Contro la rosolia non esiste una terapia specifica, anche se si può eventualmente ricorrere all’uso di paracetamolo per abbassare la febbre. Normalmente comunque l’infezione guarisce da sé in pochi giorni.

Se ad ammalarsi è una donna in gravidanza, la gestione va affidata a un équipe multidisciplinare che comprenda, oltre al ginecologo e all’infettivologo, anche il pediatra, il neonatologo e il teratologo (medico che si occupa delle malformazioni congenite).

Un vaccino per la prevenzione

La rosolia si può prevenire grazie a un vaccino, costituito dal virus vivo attenuato, cioè un virus trattato in modo che possa mantenere la capacità di stimolare le difese immunitarie del soggetto, ma senza scatenare l’infezione.
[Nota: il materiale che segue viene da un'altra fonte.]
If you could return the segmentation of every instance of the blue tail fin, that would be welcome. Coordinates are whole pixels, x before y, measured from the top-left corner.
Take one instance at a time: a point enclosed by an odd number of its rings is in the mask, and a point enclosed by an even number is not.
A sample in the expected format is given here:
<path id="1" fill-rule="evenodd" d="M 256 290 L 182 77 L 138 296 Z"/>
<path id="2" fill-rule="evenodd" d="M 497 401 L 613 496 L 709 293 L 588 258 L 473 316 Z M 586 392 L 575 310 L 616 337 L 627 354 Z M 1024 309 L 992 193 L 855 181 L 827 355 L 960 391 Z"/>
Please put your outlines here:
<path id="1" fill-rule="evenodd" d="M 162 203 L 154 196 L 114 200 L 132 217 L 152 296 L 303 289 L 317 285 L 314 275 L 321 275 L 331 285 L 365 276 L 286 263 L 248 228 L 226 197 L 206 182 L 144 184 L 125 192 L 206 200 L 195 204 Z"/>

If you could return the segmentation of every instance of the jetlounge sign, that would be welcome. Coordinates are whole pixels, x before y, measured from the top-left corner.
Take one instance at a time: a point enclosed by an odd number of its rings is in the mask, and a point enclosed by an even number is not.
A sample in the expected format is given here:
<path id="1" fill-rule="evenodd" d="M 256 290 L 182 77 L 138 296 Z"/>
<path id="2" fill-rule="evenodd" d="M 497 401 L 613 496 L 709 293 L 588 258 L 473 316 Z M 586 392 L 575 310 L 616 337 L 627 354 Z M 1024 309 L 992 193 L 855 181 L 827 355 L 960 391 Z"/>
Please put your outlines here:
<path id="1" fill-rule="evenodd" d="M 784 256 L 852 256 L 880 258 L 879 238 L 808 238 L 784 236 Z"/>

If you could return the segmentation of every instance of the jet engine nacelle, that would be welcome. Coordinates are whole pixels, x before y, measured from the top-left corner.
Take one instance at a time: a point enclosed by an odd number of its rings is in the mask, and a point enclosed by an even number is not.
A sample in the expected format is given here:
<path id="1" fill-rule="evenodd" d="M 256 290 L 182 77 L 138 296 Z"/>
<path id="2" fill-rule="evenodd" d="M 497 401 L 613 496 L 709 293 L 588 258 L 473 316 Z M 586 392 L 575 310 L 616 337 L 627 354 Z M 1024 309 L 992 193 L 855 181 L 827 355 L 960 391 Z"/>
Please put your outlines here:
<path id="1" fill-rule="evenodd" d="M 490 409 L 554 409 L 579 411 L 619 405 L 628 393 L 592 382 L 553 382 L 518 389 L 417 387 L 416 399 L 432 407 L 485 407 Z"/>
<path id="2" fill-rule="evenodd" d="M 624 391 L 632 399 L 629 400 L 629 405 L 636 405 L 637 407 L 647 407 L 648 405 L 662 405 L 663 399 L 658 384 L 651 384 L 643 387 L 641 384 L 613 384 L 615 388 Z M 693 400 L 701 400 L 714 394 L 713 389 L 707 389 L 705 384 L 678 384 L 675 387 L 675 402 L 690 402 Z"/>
Proprio per gli alti rischi in gravidanza, fino al 1999, in Italia, la vaccinazione anti-rosolia veniva praticata alle bambine in età pre-puberale (10-13 anni), ma poi si è ritenuta più valida come strategia per limitare la circolazione del virus quella di vaccinare tutti i bambini nel secondo anno di vita con il vaccino trivalente MPR (che comprende anche il vaccino contro il morbillo e quello contro la parotite) e di somministrarne una seconda dose entro i 5-6 anni di età.

Attualmente, l’anti-rosolia rientra tra le vaccinazioni rese obbligatorie dal decreto vaccini del 2017 e, per i nati dal 2018, può essere somministrata con il tetravalente (al trivalente già descritto è aggiunto anche il vaccino contro la varicella): la prima dose è prevista tra il tredicesimo e il quindicesimo mese di vita, mentre la seconda a sei anni.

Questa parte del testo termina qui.